According to Gérald Genta's own account, the design originated at lunch at the Hotel Beau-Rivage in Geneva during the 1974 Basel Fair. Genta noticed Patek Philippe executives at a nearby table; over the next five minutes he sketched a watch on the placemat based on a marine porthole he had been thinking about for some time. The case form was an oval rather than an octagon (Royal Oak), with two prominent hinged-looking "ears" on the case sides at 9 and 3 o'clock, references to the rotating-and-locking mechanism of a real ship's porthole. Genta sent the sketch to Patek the next week.
"One of the world's costliest watches is made of steel."- Patek Philippe original Nautilus 1976 launch advertising slogan
The watch that emerged through development was the reference 3700/1A, presented at the 1976 Basel Fair.
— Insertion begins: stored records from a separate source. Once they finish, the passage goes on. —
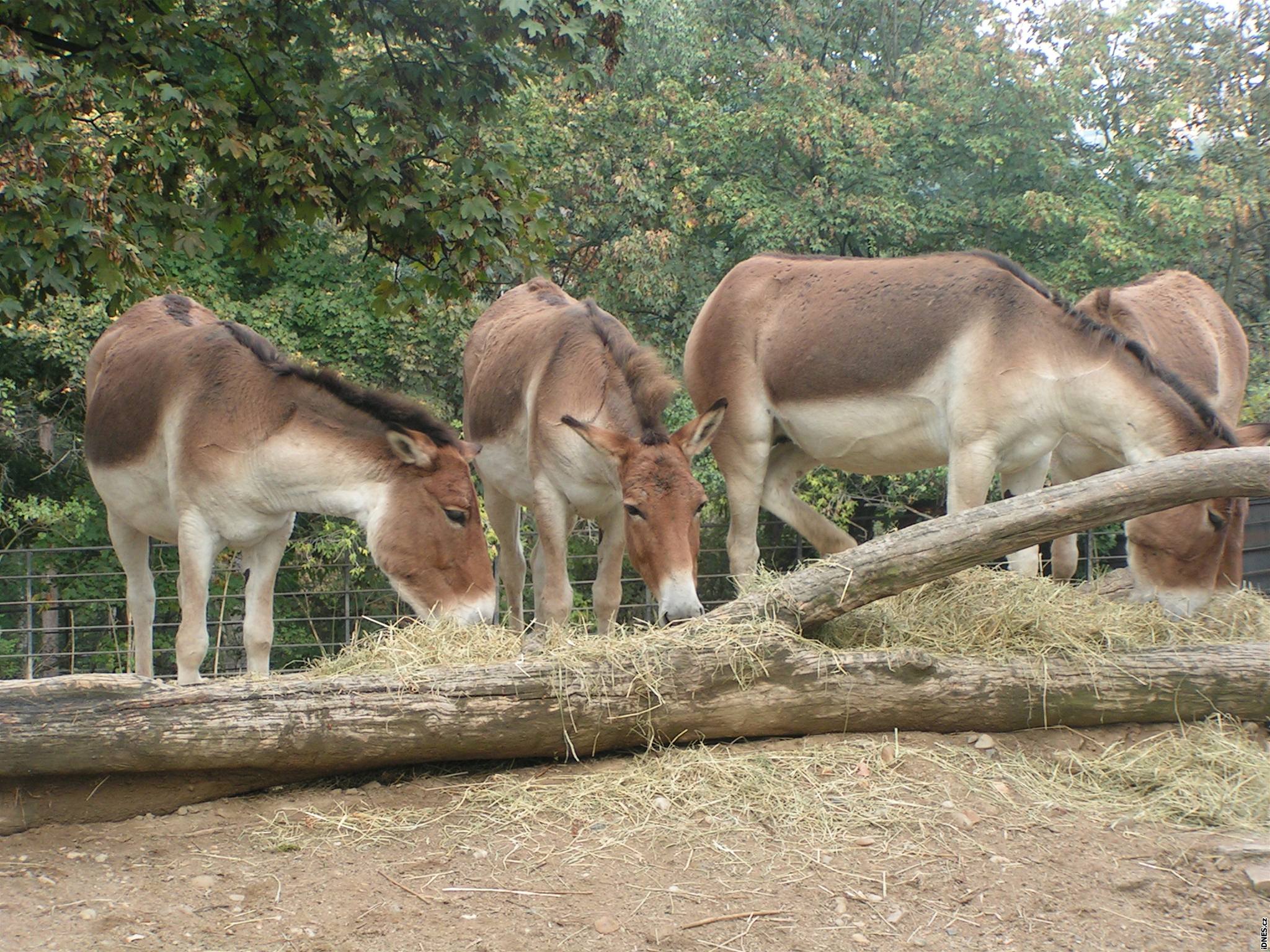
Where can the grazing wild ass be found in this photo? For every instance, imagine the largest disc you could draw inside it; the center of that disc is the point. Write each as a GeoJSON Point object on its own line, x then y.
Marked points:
{"type": "Point", "coordinates": [886, 366]}
{"type": "Point", "coordinates": [200, 433]}
{"type": "Point", "coordinates": [568, 409]}
{"type": "Point", "coordinates": [1179, 557]}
Specifications: 42 mm steel case (the "Jumbo", 4 mm larger than the era's standard wristwatch and 3 mm larger than the Royal Oak 5402), integrated steel bracelet, horizontally embossed blue/grey dial, "PATEK PHILIPPE GENEVE" applied wordmark, and the JLC Cal. 920 automatic ultra-thin movement (the same base as the Royal Oak's Cal. 2121, though Patek-modified). The launch price was CHF 3,100; the marketing campaign featured the slogan "One of the world's costliest watches is made of steel".
The 1976 reception was lukewarm. Patek's traditional client base (older European families, established Swiss collectors) saw the steel sports concept as inappropriate for the maison; the new luxury sports market was still small. Annual production ran roughly 1,000-1,200 pieces through the 1980s, often sitting in dealer cases for months. The reference 3700 was discontinued in 1990 and replaced by the smaller (37 mm) 3711. By 1990s standards the original 3700 was viewed by collectors as an obscure curiosity; second-hand prices were low through the late 1990s.
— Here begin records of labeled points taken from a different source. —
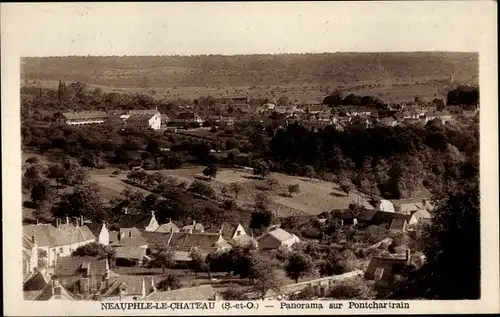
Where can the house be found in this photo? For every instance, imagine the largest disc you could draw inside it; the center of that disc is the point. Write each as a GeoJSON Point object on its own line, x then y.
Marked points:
{"type": "Point", "coordinates": [55, 242]}
{"type": "Point", "coordinates": [203, 241]}
{"type": "Point", "coordinates": [202, 292]}
{"type": "Point", "coordinates": [40, 287]}
{"type": "Point", "coordinates": [187, 117]}
{"type": "Point", "coordinates": [30, 254]}
{"type": "Point", "coordinates": [382, 269]}
{"type": "Point", "coordinates": [128, 287]}
{"type": "Point", "coordinates": [169, 226]}
{"type": "Point", "coordinates": [84, 277]}
{"type": "Point", "coordinates": [82, 117]}
{"type": "Point", "coordinates": [398, 225]}
{"type": "Point", "coordinates": [443, 116]}
{"type": "Point", "coordinates": [100, 231]}
{"type": "Point", "coordinates": [277, 238]}
{"type": "Point", "coordinates": [143, 222]}
{"type": "Point", "coordinates": [386, 206]}
{"type": "Point", "coordinates": [193, 228]}
{"type": "Point", "coordinates": [388, 122]}
{"type": "Point", "coordinates": [235, 234]}
{"type": "Point", "coordinates": [130, 256]}
{"type": "Point", "coordinates": [141, 121]}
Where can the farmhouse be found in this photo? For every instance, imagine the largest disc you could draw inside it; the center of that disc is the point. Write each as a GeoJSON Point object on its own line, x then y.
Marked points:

The 21st-century reversal was dramatic. The 5711/1A launched in 2006 as the modern flagship: 40 mm steel case, blue dial with the original 1976 horizontal embossing, in-house Cal. 324 automatic. Sales were brisk; by the mid-2010s Patek demand had outstripped allocation; by 2018-2020 the 5711 had become the central object of the modern allocation-driven luxury watch market, with retail prices of CHF 30,000 and grey-market prices peaking near CHF 200,000 in April 2022. Thierry Stern (Philippe's son, current Patek president) discontinued the steel 5711 in 2021 in an attempt to reset the speculation pressure; the announcement created an immediate price surge as collectors raced to secure the last allocations.
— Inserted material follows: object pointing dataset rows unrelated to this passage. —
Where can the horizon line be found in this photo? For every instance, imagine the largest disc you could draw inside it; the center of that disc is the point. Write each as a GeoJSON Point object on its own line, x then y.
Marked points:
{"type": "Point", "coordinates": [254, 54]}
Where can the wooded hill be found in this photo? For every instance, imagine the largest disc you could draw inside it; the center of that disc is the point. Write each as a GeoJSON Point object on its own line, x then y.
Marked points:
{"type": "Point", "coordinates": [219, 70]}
The Nautilus today consists of the 5711 (discontinued 2021), the 5712 power reserve / moonphase, the 5980 chronograph, the 5990 travel-time chronograph, and the 5740 perpetual calendar; the modern flagship steel three-hander is the 5811/1G in white gold (replacement for the discontinued steel 5711, launched 2022). Vintage 3700 examples in original condition trade at CHF 80,000-CHF 250,000+; the original Tiffany & Co.-stamped 5711 last edition (170-piece run for the 175th anniversary of Tiffany, 2021) holds the highest auction price of any modern steel watch at USD 6.5 million (Phillips New York, December 2021).